My American Dream: A Journey from Fascism to Freedom

On August 4, 1940, the Seattle Times featured a photo of a toddler sitting on a dock, surrounded by suitcases and looking dazed. After a harrowing journey with her parents, she’d just stepped off a boat and into her new life in America. Barbara Sommer Feigin was that little girl.

Buy the Book

Over seventy years later, Feigin made a stunning discovery: her Jewish father had kept a detailed journal that chronicled their family’s escape from Nazi Germany. Her parents had never spoken of it, and she remembered nothing of their terrifying, death-defying passage three-quarters of the way around the world—from Berlin to Seattle by way of Lithuania, Russia, China, Korea, and Japan before crossing the Pacific.

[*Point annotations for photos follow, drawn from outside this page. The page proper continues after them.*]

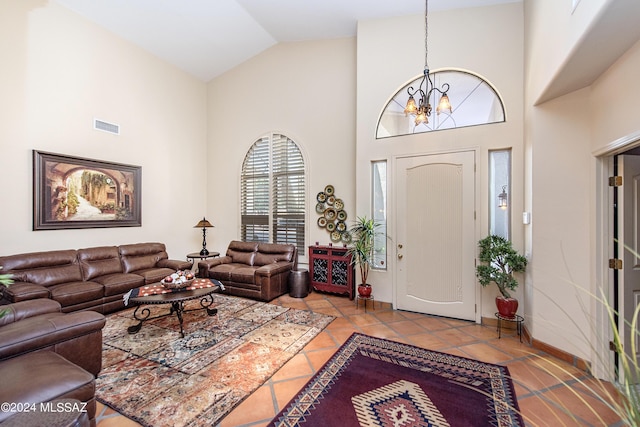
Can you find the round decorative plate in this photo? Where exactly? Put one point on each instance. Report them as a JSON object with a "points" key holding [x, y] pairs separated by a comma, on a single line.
{"points": [[330, 214]]}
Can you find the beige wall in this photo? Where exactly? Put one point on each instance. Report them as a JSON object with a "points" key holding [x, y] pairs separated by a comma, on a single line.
{"points": [[303, 90], [58, 72], [568, 235], [390, 54]]}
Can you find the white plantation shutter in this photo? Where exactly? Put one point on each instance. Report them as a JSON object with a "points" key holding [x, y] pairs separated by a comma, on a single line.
{"points": [[273, 192]]}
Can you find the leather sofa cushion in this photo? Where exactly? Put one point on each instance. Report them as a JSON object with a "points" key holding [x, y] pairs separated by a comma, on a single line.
{"points": [[238, 257], [119, 283], [244, 274], [154, 275], [264, 259], [20, 291], [43, 268], [99, 261], [141, 256], [34, 333], [76, 292], [43, 376]]}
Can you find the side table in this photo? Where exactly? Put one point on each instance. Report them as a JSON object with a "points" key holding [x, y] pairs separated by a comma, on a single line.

My American Dream is a memoir of resilience, grit, and grace that starts with the entire text of Feigin’s father’s journal, relating in his own words the terrifying details of the family’s escape. Feigin goes on to weave together three intertwining narratives of her own life. She tells of being a young, German-speaking refugee living in a small Washington town and yearning to become an “authentic” American. She details how she became a trailblazing executive in the advertising business in New York City—a completely male-dominated business in the 1960s—rising from the ranks and ultimately securing a seat in the executive boardroom. A devoted wife and mom of three sons (including one set of twins), she spent twenty-five years as a caregiver for her husband, who suffered two serious strokes, and remained fiercely committed to building strong family bonds during turbulent times.

Despite overwhelming odds, her parents’ grueling journey to America has fueled Feigin’s lifelong resolve to dream big, work hard, and never quit. My American Dream is an inspiring tale of love, dedication, and how uncovering the past and preserving history can inform your identity.

What people are saying

An Excerpt from the Introduction

One morning in 2013, when I’m in my office in New York City, my phone rings. It’s my sister, Carolyn, calling from Annapolis, Maryland, where she and her family have lived for many years. Carolyn and I speak regularly to post each other on family happenings, and I’m expecting this call to be a routine catch-up call. But it’s not; this call is different.

Carolyn tells me she has amazing news for me. She says she’s found a detailed journal among my late father’s papers, one he wrote before and during the terrifying escape our family—my Jewish father, my mother, and I, at two-and-a-half years old—made in 1940, at the onset of World War II, from Nazi Germany to Yokohama, Japan, and then across the Pacific Ocean to Seattle and finally to Chehalis, a small farming and logging town in southwest Washington State, where we settled.

I am dumbfounded—shocked, to learn this journal exists. Of course I’ve always known that our family made this escape, but not a single detail beyond that. I remember nothing, and my parents never spoke of it. For me, though I was born on November 16, 1937, in Berlin, it was as if our family’s life began when we arrived in America. For years I’ve talked with Carolyn about having a gaping hole in our history. And now at long last, when I’m seventy-five years old, I’ll be able to fill that hole.